The blurb for this book (not the one above, as I write my own ‘What’s It About?’ section), implies that it is a story of three people with tragic pasts involving water who all become trapped and endangered by meeting Naomi who revels in the “sea’s cruel power”. As you can tell from my round-up, this is not the story I was presented. I felt I wasn’t reading what I had been promised and I realise that this has probably had an impact on my negative experience of reading this book. Personally I found it was about two people with terrible memories of their past regarding water, and two people who find comfort and solace within water.
This novel is written from four points of view. I agree that different viewpoints don’t always need to be given the same amount of words but, for me, I felt that this novel became very unbalanced for large sections – it would have been better to tell this particular story through an omniscient ‘narrator’ rather than through one character at a time. For me it felt more Owen’s story for the majority; and it was his story I became interested in and felt wrong-footed when it was wrenched out from beneath me, to be replaced by another character’s point of view.
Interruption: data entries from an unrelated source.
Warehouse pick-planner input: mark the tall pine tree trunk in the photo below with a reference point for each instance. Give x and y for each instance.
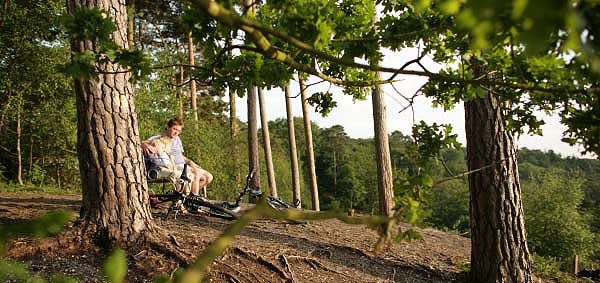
(310, 153)
(131, 11)
(293, 152)
(233, 134)
(253, 162)
(19, 157)
(499, 251)
(267, 143)
(193, 97)
(385, 181)
(114, 189)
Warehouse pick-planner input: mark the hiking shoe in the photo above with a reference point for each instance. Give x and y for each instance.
(199, 198)
(154, 202)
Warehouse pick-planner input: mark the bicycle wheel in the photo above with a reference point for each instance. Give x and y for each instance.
(157, 199)
(219, 211)
(277, 203)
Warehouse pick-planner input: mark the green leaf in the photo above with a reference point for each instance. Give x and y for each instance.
(115, 267)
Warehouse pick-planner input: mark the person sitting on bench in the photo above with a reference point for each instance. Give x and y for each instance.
(155, 146)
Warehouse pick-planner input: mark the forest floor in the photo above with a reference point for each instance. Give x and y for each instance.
(266, 251)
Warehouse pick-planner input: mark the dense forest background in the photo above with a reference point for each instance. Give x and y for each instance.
(38, 143)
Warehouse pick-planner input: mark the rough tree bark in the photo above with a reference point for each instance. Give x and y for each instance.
(499, 251)
(115, 195)
(385, 182)
(267, 143)
(310, 152)
(293, 152)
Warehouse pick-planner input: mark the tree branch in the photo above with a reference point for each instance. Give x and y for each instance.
(254, 31)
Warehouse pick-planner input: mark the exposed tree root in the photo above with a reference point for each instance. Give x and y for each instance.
(263, 261)
(287, 266)
(238, 272)
(315, 264)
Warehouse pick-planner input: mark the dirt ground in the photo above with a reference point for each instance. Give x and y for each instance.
(266, 251)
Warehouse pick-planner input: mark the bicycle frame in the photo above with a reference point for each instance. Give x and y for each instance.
(273, 202)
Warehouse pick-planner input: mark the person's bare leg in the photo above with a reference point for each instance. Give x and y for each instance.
(196, 181)
(205, 179)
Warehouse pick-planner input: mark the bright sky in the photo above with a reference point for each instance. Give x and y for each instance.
(357, 116)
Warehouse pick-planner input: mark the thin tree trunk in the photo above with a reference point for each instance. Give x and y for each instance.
(30, 159)
(115, 194)
(19, 158)
(293, 151)
(267, 143)
(253, 162)
(385, 181)
(499, 251)
(193, 97)
(234, 130)
(181, 93)
(131, 23)
(312, 172)
(234, 133)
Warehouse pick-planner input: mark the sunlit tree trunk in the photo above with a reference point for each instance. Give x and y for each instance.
(309, 148)
(234, 134)
(385, 182)
(293, 152)
(252, 123)
(193, 97)
(181, 94)
(234, 130)
(131, 23)
(253, 162)
(19, 157)
(267, 144)
(30, 158)
(499, 251)
(114, 204)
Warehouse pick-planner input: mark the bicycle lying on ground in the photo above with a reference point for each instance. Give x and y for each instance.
(181, 200)
(256, 193)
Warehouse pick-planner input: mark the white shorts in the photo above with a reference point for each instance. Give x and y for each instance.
(179, 170)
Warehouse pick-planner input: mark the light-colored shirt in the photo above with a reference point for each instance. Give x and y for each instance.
(177, 151)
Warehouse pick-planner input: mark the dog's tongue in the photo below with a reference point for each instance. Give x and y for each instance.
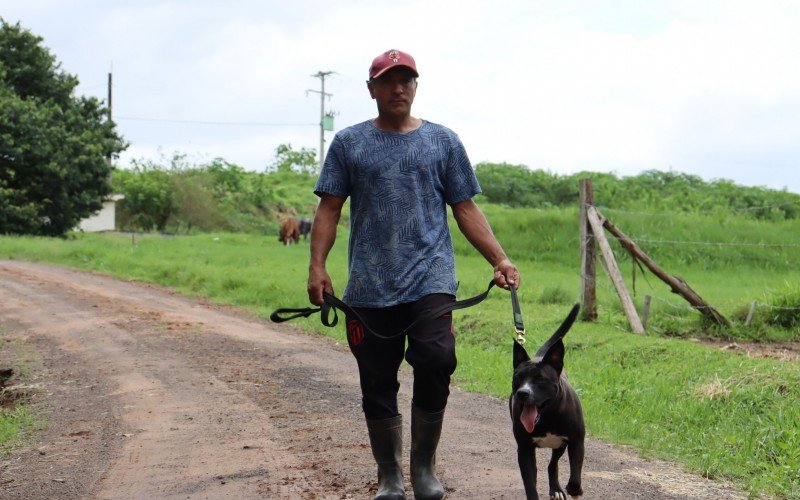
(528, 417)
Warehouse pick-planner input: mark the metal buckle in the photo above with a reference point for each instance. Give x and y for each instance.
(520, 336)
It made it difficult to completely immerse myself into the events as, just as I started to it would become disrupted by the change of view.
Anne Berry deals with some very complicated and extreme situations in ‘The Water Children’. Unfortunately I feel that the chopping and changing of stories, past and present, made it impossible for me to empathize with any of them. As a reader I want to become entrenched in the story and characters, to blot out real life and allow myself to follow the events and connect with the emotions as if it were happening to me. Without this it becomes difficult to care what happens or to want to spend any time within that world; I know for me that this book took longer to read than most simply because I didn’t really give a damn about what was happening.
Despite all this negativity, I do have the reference the incredible beauty of Berry’s descriptions. As a writer I certainly feel that there is a lot to learn from this book. The visions painted are at times breath-taking and have a high impact, it is just a shame that the story itself doesn’t have much to offer the reader.
I wouldn’t really recommend this book to anyone other than fellow writers in need of a clear example of what works and what doesn’t within writing and storytelling. However, if you enjoy stories told from multiple viewpoints and regarding very intense situations, then you may find you will enjoy it.